Think vintage when holiday shopping

Think vintage when holiday shopping

By Carleton Varney

Special to the Daily News

When I was a child, my sister, Vivian, and I looked forward to writing out our Christmas lists, with the gifts we hoped Santa would bring us. Those items, in retrospect, seem simple, compared with the wishes of many young children today.

Most of my toys were hand-crafted of wood or made of metal. There were metal banks depicting characters, with heads that somehow swallowed pennies and nickels, depositing them into the lower parts of the bodies.

I grew up in a world with a world globe on a stand and my parents always ordered a new volume each year to help complete my Encyclopedia Britannica. I recall getting records for Christmas, along with sweaters, gloves and snowsuits — practical gifts, as Boston’s Back Bay was cold in December and January.

My mother and father always gifted themselves with appliances for our home. The modern streamlined kitchen in the 1940s and ’50s gleamed with chrome — I recall kitchen stools with red vinyl tops — and I believe I once saw a round washing machine in our laundry room.

Seeing such appliances and other items of yesterday makes me smile when I’m browsing vintage shops around the country. True it is that sometimes all I want for Christmas is the Dutch Boy cookie jar we once had on our kitchen counter.

How many memories such items bring to mind: the contour chair, now in vogue, that was shaped like a snail; the metal-filigree holder that held six or eight tall glasses; the round pipe stand that sat next to Dad’s chair.

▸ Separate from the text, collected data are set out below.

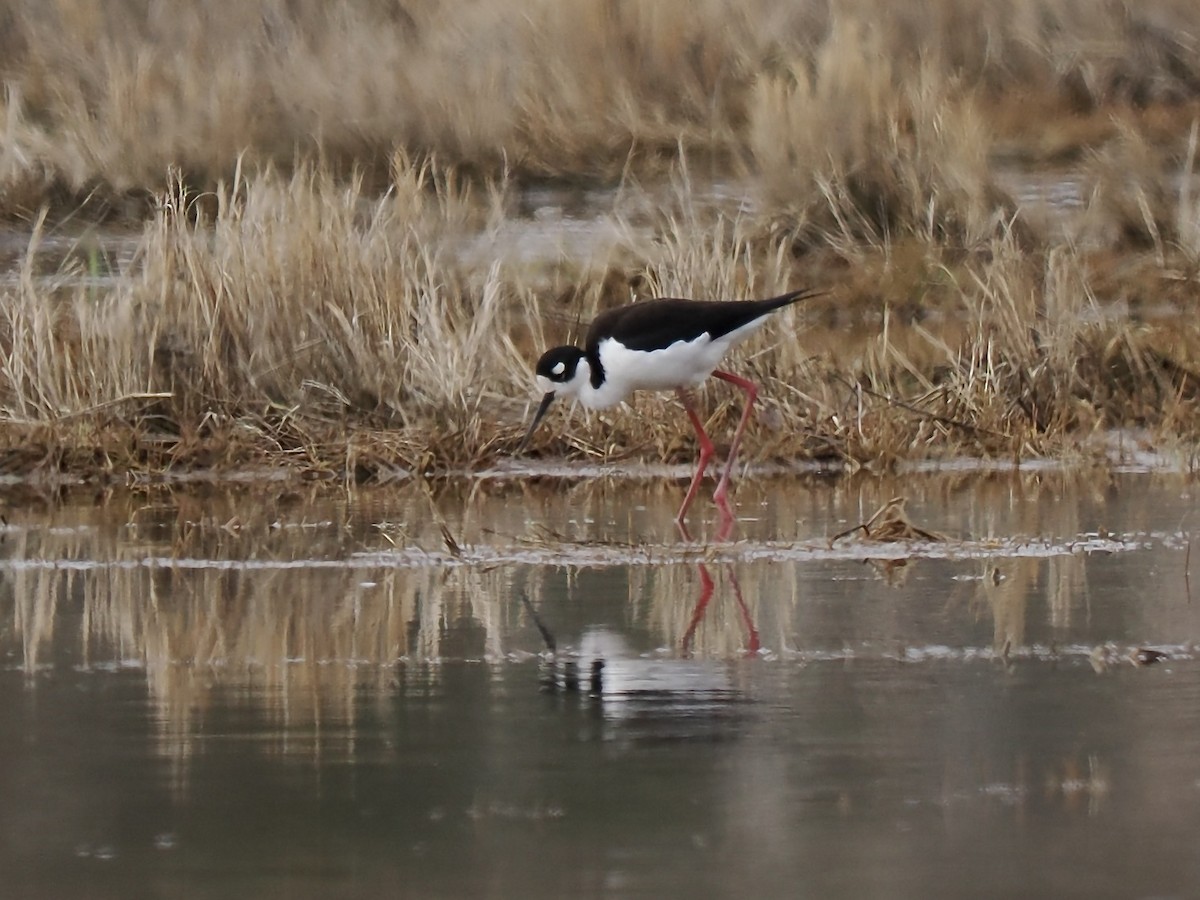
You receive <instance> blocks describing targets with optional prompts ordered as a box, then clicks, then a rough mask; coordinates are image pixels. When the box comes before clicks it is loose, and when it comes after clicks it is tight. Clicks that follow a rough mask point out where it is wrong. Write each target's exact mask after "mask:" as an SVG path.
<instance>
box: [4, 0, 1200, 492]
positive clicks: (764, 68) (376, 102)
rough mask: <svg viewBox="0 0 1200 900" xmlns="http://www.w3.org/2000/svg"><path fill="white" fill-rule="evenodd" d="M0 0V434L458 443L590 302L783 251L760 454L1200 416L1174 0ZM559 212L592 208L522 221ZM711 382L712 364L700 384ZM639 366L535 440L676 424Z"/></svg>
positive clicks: (963, 437)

When I’m in Palm Beach, I often make time to browse South Dixie Highway’s Antique Row. I know I’ll always find lots of vintage items in the mix at Hatfield’s, 5301 S. Dixie Highway. When you stop by, you’ll likely find shell art (maybe a sailboat made of shells). You’ll find old Belleek china, the variety that was once a big collectible in Ireland. Chat with Yujel Akdeniz, the owner of this big shop, where a child’s high-chair from another era might be sitting at the doorway.

If you’re doing last-minute Christmas shopping, consider a vintage gift for a friend or family member. I love placing a favorite photo of the intended recipient in a vintage frame and presenting it, either beautifully wrapped or simply tied with a lovely bow. And for family members, I like to give a framed photo of a departed loved one who is celebrating the holiday in the heavens.

You can find vintage frames on South Dixie Highway. And if you’re looking for something truly extraordinary, Select Fine Art, 339 Worth Ave., carries a wide range of antique silver frames from many eras, all sourced from Great Britain by owner Cara Broderick.

One last note: I have a friend who saves and frames particularly lovely Christmas cards and displays them on his piano during the holidays — it’s such an unexpected surprise.

In this digital world, I hope paper greeting cards never go the way of the Christmas past. They express such a special holiday feeling, a feeling of love. I think love is the music of life, don’t you?

Whatever holiday you celebrate, I hope your season has been filled with magic.